Zero-magnitude readings correctly report -99.9 dB, so the formatter
is not entirely broken because it can tell "it's there" and "it's not" but it is not
distinguishing among non-zero values in this regime.

Ideas worth investigating (all in the STM32 firmware, specifically the
magnitude-to-dB conversion code):

  1. Floor saturation. A max(computed_dB, -50.0) clamp somewhere, intended for
    display sanity, that's eating real information.
  2. Wrong reference. If 0 dB is referenced to something other than 16-bit full
    scale (maybe 8-bit got in there, or a higher-bit fixed-point value is coming along),
    the displayed dB values could be saturating against the formatter's print width or
    against an unintended floor.
  3. Coarse log lookup. A small fixed-point lookup table that quantizes log₁₀ to a
    handful of bins, with this magnitude range happening to all land in the -50 dB bin.
  4. Bit-stripping. If the conversion operates on only the top byte of a 16-bit
    magnitude, magnitudes below 256 LSBs would all map to the same bin (or to the
    noise-floor case). Happened over on pluto_msk and C++ modem.
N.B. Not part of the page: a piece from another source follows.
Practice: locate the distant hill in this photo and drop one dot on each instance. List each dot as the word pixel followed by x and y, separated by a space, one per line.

Investigation: Print the raw magnitude and the computed dB.
Maybe actually look harder at the conversion code, single-step
a few values, and identify which of the four patterns matches.
If not, then try to derive the pattern from the spew.

This is not a blocker for the current bring-up but it is a blocker for any meaningful
work where SNR is important. SIC validation in particular will require measuring
"residual" interferer power after cancellation in dB, so this needs to
be metrically correct before weak-signal work begins for realsies.
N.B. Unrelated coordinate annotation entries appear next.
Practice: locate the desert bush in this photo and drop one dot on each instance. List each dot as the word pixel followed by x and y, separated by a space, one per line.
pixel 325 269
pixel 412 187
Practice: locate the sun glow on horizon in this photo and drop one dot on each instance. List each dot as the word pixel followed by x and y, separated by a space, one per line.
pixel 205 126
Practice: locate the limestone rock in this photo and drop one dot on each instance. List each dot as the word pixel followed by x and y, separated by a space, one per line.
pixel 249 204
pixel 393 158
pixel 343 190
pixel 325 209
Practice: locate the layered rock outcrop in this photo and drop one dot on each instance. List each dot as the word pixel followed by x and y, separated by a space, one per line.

Finding 2: Conjugate symmetry in the output indicates a real-valued input. I didn't actually finish the complex value work.

The 4-channel output shows a structural pattern that's worth being explicit about,
because it has implications for the architecture going forward:

Frame CH1 (I, Q) CH3 (I, Q)
1 (-34, -34) (-34, 33)
2 (-115, -116) (-115, 115)
3 (57, 58) (57, -59)
4 (-24, -25) (-24, 24)

CH1 and CH3 have the same real part and opposite imaginary parts, within +/-1 LSB of
quantization. CH0 has zero imaginary part. CH2 is at the noise floor.

This is the spectral signature of a real-valued input passing through a 4-point
DFT. For a real input x[n], the DFT bins obey X[N-k] = X[k]*. The N=4 case gives
X[3] = X[1]*, which is exactly what's observed. CH0 (the DC bin) is purely real,
CH2 (the Nyquist bin) is purely real, and CH1/CH3 are conjugate twins. I mean to do
complex, did this to get the display working, and then started working on something
else. This needs to be finished. We need complex signals for real weak signal work.

The fact that the math works correctly is not an accident. The FFT, the polyphase
filterbank, and the SPI readout all preserve the structure. The deeper question is
whether real-valued input is the right architecture for the MDT-SIC mission. It isn't.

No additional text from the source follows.